The bad blood continued last night as:
•It was revealed that Sir Laurie Bristow, the British ambassador in Kabul, was “eyeballed” by a senior military officer and told not to leave as his team were planning to pull out last weekend. Bristow was ordered to stay by a Foreign Office mandarin London.
•Ministers in other departments complained that Raab banned them, several months ago, from speaking to ambassadors without his permission, a stance they say hamstrung British preparations for the Afghan withdrawal
•It was claimed the Foreign Office crisis centre is itself in crisis, with thousands of unread emails from people trying to get safe passage out of Afghanistan
•Raab was accused of not updating the “non-combatant evacuation plan” for Afghanistan in the weeks before US troops pulled out
•Raab was branded a “control freak” by cabinet colleagues, who said he had set up a system to micromanage decisions that collapsed in his absence.
One minister said that Raab’s time standing in for Johnson, when the prime minister was in hospital with coronavirus last year, “broke his brain” and led him to try to control too much, slowing down critical decision making.
“When he had to deputise for the PM he saw the whole picture and I don’t think he’s been able to rewind to just be the foreign secretary,” the minister said.
“In Dom’s head everything is his responsibility. Everything has to go through him. His control freakery is off the scale. He can’t bear to take a decision without the full information. He’s Theresa May on speed.”
Raab was told to come home after a meeting of the Cobra emergency committee on August 13. Those present at the meeting say he was “obsessed with the airport” in Kabul, and spent most of his time talking about the logistical issues for evacuation, including plane timetables, rather than the consular work of processing visas.
“Dom and the Foreign Office seemed very focused on the airbase and air operations rather than the diplomacy of the situation,” said a source. “That raised quite a few eyebrows because frankly there are better qualified people to be worrying about that.

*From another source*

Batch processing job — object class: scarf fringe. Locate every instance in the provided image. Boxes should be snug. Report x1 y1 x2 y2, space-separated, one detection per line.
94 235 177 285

He doesn’t need to be worried about air traffic controllers and the air base.
“When there was talk about the international diplomatic effort it seemed that people like Michael [Gove] had given more thought to it than he had.”
Allies defended Raab, saying he was a meticulous minister who works harder than anyone in government. They pointed out that his media operation was hamstrung last week by the absence of his experienced special adviser Robert Oxley, who was on honeymoon.
The foreign secretary was already under fire for refusing a request from his own officials to put in a call to the Afghan foreign minster Mohammed Haneef Atmar. Responsibility was instead delegated to Lord Goldsmith of Richmond Park, another Foreign Office minister. But it was Lord Ahmad, whose responsibilities cover South Asia, who was Atmar’s main point of contact in government over the past year as peace talks were under way in Doha between the Taliban and Afghan government.